GONE BUT NEVER FORGOTTEN
Fowley made an international impact, especially in Europe, but he most at home in California, where he spent the majority of his years.
He produced the soundtrack for the movie “American Graffiti” in addition to working with such mega-successful acts as KISS, Helen Reddy, Leon Russell and others, though Fowley perhaps is best known for forming and managing the Runaways, one of the first-ever all-girl rock bands to succeed.
And while Fowley made millions of dollars through the years, he mostly loved start-up bands and new projects, and that made him popular among a lot of local acts like Spiders & Snakes, Taz, Big Bang Babies, Blackboard Jungle and Queeny Blast Pop — all of whom were among Fowley’s favorites.
Metal Sludge reached out the local rock community for some memories and thoughts on Fowley’s death, and we got a great response.
James Kottak, drummer, Scorpions: Kim Fowley was a true pioneer of rock and roll. Without him there would be no Joan Jett or the Runaways or a string of other great rock and roll bands.
Charlie Overbey, singer, Charlie Overbey and the Broken Arrows: Kim Fowley told it like it was — and if he didn’t tell it, then it wasn’t. Kim’s death is a big loss in the world of historical rock and roll. So glad to have worked with Kim.
Lizzie Grey, singer, Spiders & Snakes: I remember his most famous and often-used greeting: “Hi, I’m Kim Fowley. I’ve written hit songs for Helen Reddy and KISS. What have you done?” The King of Hollywood will be sorely missed.
Britt Pennella, bassist, Blackboard Jungle: I’ve known Kim Fowley since I was 20 years old, and I’m devestated. I loved him. He had a great run. I wrote the song “Hollywood Wolves” about him and us.
I remember he told us that he got his start in rock and roll by stealing his dad’s suit and telling people he was a producer. He was just a great guy, and I loved him to death. I also remember he used to walk up to young women and say: “What’s your dream in 30 words or less?” When we’d all go out to eat together with Blackboard Jungle, we would be on a budget, and he would and us: “Keep it on a cheeseburger level.” He was straight-up.

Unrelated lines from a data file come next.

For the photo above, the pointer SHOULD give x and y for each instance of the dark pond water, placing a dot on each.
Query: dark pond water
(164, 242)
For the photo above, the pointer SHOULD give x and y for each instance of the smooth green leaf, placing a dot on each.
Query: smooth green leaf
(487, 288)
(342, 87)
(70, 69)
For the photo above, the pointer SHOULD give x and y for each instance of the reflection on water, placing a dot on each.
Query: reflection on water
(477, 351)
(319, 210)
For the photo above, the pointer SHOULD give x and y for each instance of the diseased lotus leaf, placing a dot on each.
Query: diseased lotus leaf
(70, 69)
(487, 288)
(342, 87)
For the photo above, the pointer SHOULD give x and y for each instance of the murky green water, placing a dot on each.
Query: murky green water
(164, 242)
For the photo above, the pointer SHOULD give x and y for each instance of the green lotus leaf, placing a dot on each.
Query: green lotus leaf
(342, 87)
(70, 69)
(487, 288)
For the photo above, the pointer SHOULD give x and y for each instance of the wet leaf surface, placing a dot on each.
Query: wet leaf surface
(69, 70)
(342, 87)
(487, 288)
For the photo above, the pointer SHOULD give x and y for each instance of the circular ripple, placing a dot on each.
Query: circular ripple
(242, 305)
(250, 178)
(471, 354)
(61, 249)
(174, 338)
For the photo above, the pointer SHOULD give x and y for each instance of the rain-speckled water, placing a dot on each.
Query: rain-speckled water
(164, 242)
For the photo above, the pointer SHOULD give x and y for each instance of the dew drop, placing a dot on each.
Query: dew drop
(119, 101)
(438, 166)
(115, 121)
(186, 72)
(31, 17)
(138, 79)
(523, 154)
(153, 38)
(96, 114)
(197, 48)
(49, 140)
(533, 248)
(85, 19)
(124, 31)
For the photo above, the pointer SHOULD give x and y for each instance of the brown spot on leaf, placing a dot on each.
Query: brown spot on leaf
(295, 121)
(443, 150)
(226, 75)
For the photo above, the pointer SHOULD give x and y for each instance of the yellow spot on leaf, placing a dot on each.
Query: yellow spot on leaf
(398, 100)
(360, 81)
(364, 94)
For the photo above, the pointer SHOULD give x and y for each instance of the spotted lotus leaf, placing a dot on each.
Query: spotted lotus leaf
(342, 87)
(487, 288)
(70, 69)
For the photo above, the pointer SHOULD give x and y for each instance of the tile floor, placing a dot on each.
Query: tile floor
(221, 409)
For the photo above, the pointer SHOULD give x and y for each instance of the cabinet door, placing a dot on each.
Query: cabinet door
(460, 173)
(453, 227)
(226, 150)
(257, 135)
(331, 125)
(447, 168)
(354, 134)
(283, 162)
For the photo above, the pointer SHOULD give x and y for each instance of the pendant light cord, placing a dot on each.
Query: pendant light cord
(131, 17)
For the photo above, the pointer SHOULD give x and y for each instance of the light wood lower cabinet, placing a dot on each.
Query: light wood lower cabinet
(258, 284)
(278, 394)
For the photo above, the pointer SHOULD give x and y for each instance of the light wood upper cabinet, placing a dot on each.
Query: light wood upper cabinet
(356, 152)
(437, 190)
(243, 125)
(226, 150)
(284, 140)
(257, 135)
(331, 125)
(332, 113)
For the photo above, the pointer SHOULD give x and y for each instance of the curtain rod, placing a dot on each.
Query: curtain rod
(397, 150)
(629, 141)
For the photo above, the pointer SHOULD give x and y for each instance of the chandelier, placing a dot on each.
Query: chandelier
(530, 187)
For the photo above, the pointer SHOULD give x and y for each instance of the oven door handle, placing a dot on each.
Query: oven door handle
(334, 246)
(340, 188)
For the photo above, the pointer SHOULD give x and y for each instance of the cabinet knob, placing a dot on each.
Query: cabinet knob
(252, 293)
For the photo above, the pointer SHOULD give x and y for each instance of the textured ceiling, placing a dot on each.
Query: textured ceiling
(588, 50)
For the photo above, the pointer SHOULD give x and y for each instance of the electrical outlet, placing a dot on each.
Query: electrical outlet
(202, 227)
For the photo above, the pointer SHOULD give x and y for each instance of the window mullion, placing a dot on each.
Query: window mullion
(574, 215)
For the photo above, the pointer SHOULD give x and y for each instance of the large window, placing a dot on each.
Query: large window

Lesli Sanders, singer, Prophets of Addicton (ex-Queeny Blast Pop): Kim Fowley was definitely an original. You don’t find people like him anymore, so unique, and that made me like him even more. I remember in Queeny Blast Pop, he loved our band, and one afternoon he called a bunch of record companies and demanded them to meet with us that afternoon and hear our demo tape. And they all did. Another time, a friend from a rival band got on the phone and wanted to talk to him, and he was like: “You can’t speak to me! Only Lesli can speak to me! I’ll beat you with a crow bar!”
Alan Krigger, drummer, London (ex-Giuffria, Tina Turner): I’ve known Kim Fowley since like 1974 when he came to a rehearsal with Tina Turner and Ike. Little Richard was there, too. Kim said he wanted to produce us, but Ike said no because Ike produced everything himself back then. Then we all did some blow, including Kim, and Little Richard yelled at us because he didn’t want Ike to do any because I guess Ike was doing too much. I know Kim Fowley’s legacy will live on forever. We’ll meet again one day in rock and roll heaven.
Keith St. John, singer, Burning Rain: Hats off the Kim Fowley. He was one of the great L.A. music-industry visionaries of the ’60s and ’70s.